CenterForOpenScience / pydocx

An extendable docx file format parser and converter
Other
183 stars 55 forks source link

How to set alt text on image using figure caption? #245

Closed bitscompagnie closed 6 years ago

bitscompagnie commented 6 years ago

Hello,

How to use the figure caption text from the source Ms Word document as alt text on the generated tag?

In the source document.xml I see the following:

 <w:drawing>
                    <wp:inline distT="0" distB="0" distL="0" distR="0">
                        <wp:extent cx="5943600" cy="8210550"/>
                        <wp:effectExtent l="0" t="0" r="0" b="0"/>
                        <wp:docPr id="16" name="Picture 16"
                            descr="Image description."
                            title="Image description"/>
                        <wp:cNvGraphicFramePr>
.......

I need to grab the value of the descr="Image description" or title="Image description" from the above excerpt of the source document.xml

I am currently using below custom image export function, which allows me to save my images to a local folder:

[]( def get_image_tag(self, image, width=None, height=None, rotate=None):

unique_filename = str(uuid.uuid4())

    img_src = self.get_image_source(image)
    if img_src:
        # Getting images from the source
        attrs = {
            'src': img_src
        }
        # get base64 file extension from bytes
        # https://matthewdaly.co.uk/blog/2015/07/04/handling-images-as-base64-strings-with-django-rest-framework/

        format, img_src2 = img_src.split(';base64,') # format ~= data:image/X,
        ext = format.split('/')[-1] # guess file extension
        # Capture the generated filename with the proper extension to use in img source attribute
        img_src_new = 'img_' + image_name() + '.' + ext
        # Function to convert base64 string to image using urlretireve
        urlretrieve(img_src, 'c:/git/output/' + img_src_new)

        # Set the image source to the newly created filename
        attrs = {
            'src': img_src_new
        }
    if width and height:
        attrs['width'] = width
        attrs['height'] = height
    if rotate:
        attrs['style'] = 'transform: rotate(%sdeg);' % rotate
    return HtmlTag('img', allow_self_closing=True, allow_whitespace=True, **attrs))

Thanks for your help.

jlward commented 6 years ago

In order to pull the descr or title, you would need to make a change to pydocx.openxml.drawing.wordprocessing.inline to pull that field.
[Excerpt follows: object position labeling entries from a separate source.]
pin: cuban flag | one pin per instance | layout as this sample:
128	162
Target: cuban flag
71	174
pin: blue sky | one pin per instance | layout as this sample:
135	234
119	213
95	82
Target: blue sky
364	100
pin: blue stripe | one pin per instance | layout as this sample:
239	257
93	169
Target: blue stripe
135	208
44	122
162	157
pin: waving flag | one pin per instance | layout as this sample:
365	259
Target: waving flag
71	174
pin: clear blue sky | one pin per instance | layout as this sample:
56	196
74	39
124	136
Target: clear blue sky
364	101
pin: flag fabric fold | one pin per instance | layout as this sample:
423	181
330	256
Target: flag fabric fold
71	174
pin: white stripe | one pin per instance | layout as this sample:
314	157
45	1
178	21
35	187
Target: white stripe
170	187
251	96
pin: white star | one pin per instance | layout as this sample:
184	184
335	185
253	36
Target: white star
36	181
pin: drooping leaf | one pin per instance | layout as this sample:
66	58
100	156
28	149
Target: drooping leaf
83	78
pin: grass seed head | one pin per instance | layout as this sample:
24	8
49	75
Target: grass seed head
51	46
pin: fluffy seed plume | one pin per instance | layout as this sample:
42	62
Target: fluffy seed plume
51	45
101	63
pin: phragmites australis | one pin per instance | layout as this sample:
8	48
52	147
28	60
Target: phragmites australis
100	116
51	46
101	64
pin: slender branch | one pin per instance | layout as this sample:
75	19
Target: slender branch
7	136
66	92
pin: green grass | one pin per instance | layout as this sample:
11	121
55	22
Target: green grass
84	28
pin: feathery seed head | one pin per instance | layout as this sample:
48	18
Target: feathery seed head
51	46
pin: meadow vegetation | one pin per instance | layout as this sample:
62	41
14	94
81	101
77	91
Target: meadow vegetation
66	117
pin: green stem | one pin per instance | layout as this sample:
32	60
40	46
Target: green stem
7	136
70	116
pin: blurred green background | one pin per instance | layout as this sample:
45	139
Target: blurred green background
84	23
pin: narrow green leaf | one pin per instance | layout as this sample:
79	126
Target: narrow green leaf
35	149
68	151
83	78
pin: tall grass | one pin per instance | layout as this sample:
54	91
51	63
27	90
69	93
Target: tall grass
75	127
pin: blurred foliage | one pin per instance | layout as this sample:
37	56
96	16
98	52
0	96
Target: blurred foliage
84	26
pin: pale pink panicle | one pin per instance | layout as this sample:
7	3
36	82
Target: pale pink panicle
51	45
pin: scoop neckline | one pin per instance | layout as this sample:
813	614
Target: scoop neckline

If you would like to make a PR to implement this, I'd be happy to review it.

IuryAlves commented 6 years ago

Hello @bitscompagnie, @jlward

I've made a PR #248 to pull descr from pictures

Also while the PR is not merged, you can do the following:

# coding: utf-8
from __future__ import (
    absolute_import,
    print_function,
    unicode_literals,
)

from pydocx.export import PyDocXHTMLExporter
from pydocx.export.html import  convert_emus_to_pixels, HtmlTag
from pydocx.models import XmlModel, XmlAttribute, XmlChild
from pydocx.openxml.wordprocessing.drawing import Inline

class DocPr(XmlModel):
    XML_TAG = 'docPr'

    title = XmlAttribute(name='title')
    descr = XmlAttribute(name='descr')

Inline.docPr = XmlChild(type=DocPr)

class PyDocXHTMLExporterWithAlt(PyDocXHTMLExporter):

    def export_drawing(self, drawing):
        length, width = drawing.get_picture_extents()

        try:
            description = drawing.inline.docPr.descr
        except AttributeError:
            description = None
        rotate = drawing.get_picture_rotate_angle()
        relationship_id = drawing.get_picture_relationship_id()
        if not relationship_id:
            return
        image = None
        try:
            image = drawing.container.get_part_by_id(
                relationship_id=relationship_id,
            )
        except KeyError:
            pass
        attrs = {}
        if length and width:
            # The "width" in openxml is actually the height
            width_px = '{px:.0f}px'.format(px=convert_emus_to_pixels(length))
            height_px = '{px:.0f}px'.format(px=convert_emus_to_pixels(width))
            attrs['width'] = width_px
            attrs['height'] = height_px
        if rotate:
            attrs['rotate'] = rotate
        if description:
            attrs['alt'] = description

        tag = self.get_image_tag(image=image, **attrs)
        if tag:
            yield tag

    def get_image_tag(self, image, width=None, height=None, rotate=None, alt=None):
        image_src = self.get_image_source(image)
        if image_src:
            attrs = {
                'src': image_src
            }
            if width and height:
                attrs['width'] = width
                attrs['height'] = height
            if rotate:
                attrs['style'] = 'transform: rotate(%sdeg);' % rotate
            if alt:
                attrs['alt'] = alt

            return HtmlTag(
                'img',
                allow_self_closing=True,
                allow_whitespace=True,
                **attrs
            )

html = PyDocXHTMLExporterWithAlt('test.docx').export()
bitscompagnie commented 6 years ago

Thanks a lot @IuryAlves,

I just tested the solution and it worked as expected.